2016 Restaurant Poll Interview

Bryan Flewelling of Eventide Oyster Co. in Maine on the advantages of pét-nats with seafood

Bryan Flewelling moved from Boston to Maine in 2006, and started a five-year stint at the White Barn Inn Restaurant in Kennebunkport. In 2013, he moved up to Portland to join the team at Hugo’s, one of the three restaurants now belonging to Big Tree Hospitality. Today, Flewelling is the wine director for the company. Here he talks about the wines that sell well at Eventide Oyster Co., a modern take on the New England oyster bar.

On Pét-Nats

I wouldn’t describe Eventide’s food as linear, but there is a Japanese simplicity to many dishes. Pét-nats go very well with that because they tend to be simple, crisp and fresh. They’re not blustery, get-in-the-way wines. And people here are interested in pét-nats. Portland is a beer town, point blank. It specializes more in small-scale beers and ciders. People like semi-sour, slightly funky, cloudy beer and wine. Pét-nats tend to be very much like that.

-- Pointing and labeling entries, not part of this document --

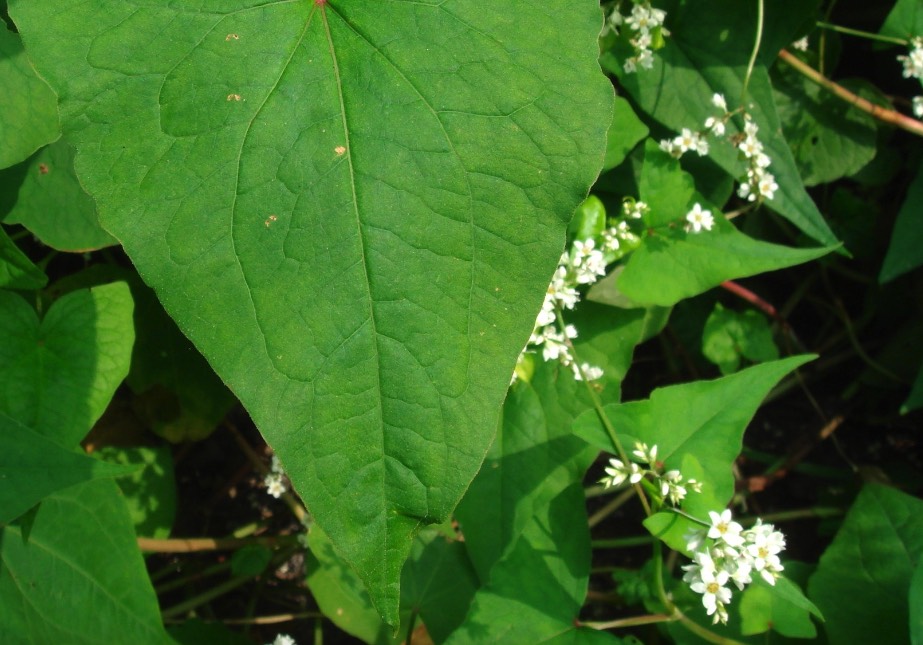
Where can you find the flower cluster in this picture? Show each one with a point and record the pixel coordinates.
(645, 31)
(913, 68)
(726, 553)
(671, 485)
(582, 265)
(274, 481)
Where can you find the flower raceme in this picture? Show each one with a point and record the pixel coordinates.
(723, 553)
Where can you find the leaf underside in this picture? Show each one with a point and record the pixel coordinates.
(351, 208)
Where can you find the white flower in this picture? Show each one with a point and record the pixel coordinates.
(274, 484)
(699, 219)
(284, 639)
(724, 528)
(645, 454)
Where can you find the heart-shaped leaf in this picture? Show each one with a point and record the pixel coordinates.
(58, 374)
(79, 577)
(351, 207)
(28, 118)
(33, 466)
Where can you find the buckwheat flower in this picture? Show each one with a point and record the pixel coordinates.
(591, 372)
(913, 61)
(801, 44)
(274, 485)
(645, 454)
(617, 472)
(284, 639)
(698, 219)
(724, 528)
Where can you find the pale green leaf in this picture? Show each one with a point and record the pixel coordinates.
(352, 208)
(905, 252)
(708, 53)
(79, 577)
(536, 591)
(28, 107)
(53, 206)
(17, 270)
(864, 577)
(33, 467)
(58, 374)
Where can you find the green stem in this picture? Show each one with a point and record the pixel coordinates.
(756, 49)
(621, 543)
(862, 34)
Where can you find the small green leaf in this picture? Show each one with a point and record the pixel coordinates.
(730, 336)
(624, 133)
(28, 107)
(33, 467)
(80, 578)
(863, 579)
(829, 138)
(704, 419)
(17, 270)
(710, 55)
(58, 374)
(781, 607)
(535, 456)
(53, 205)
(906, 249)
(536, 591)
(673, 265)
(904, 21)
(150, 491)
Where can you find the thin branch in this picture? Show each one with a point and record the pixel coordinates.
(885, 115)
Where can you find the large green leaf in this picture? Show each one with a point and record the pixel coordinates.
(535, 455)
(52, 204)
(58, 374)
(863, 579)
(33, 466)
(536, 591)
(17, 270)
(351, 207)
(905, 252)
(78, 578)
(28, 114)
(698, 428)
(707, 53)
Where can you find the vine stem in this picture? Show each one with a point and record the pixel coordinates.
(885, 115)
(598, 406)
(760, 16)
(862, 34)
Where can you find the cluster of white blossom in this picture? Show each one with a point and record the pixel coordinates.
(725, 552)
(581, 266)
(645, 25)
(274, 480)
(671, 484)
(722, 553)
(759, 182)
(913, 68)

The Oyster River Winegrowers Morphos Pét-Nat [a 50/50 blend of Cayuga and Seyval Blanc from Warren, ME] did so well this year because it’s a pét-nat, and it’s local, fresh, a bit sour—and it’s only $25 per bottle. 

What to eat tonight?

I would order oysters, for damn sure. I would also probably order some form of crudo. Right now, I’m especially interested in the fluke. I would drink Avinyó Penedes Vi d’Agulla Pétillant 2014. It’s a sparkling muscat, super floral and fresh—the name “Vi d’Agulla” means prickly wine. Or the Patrice Colin Pineau d’Aunis pét-nat from the Loire. These wines don’t collide with the food. I love them—they taste fresh, with good levels of acidity. They’re flat out high pleasure.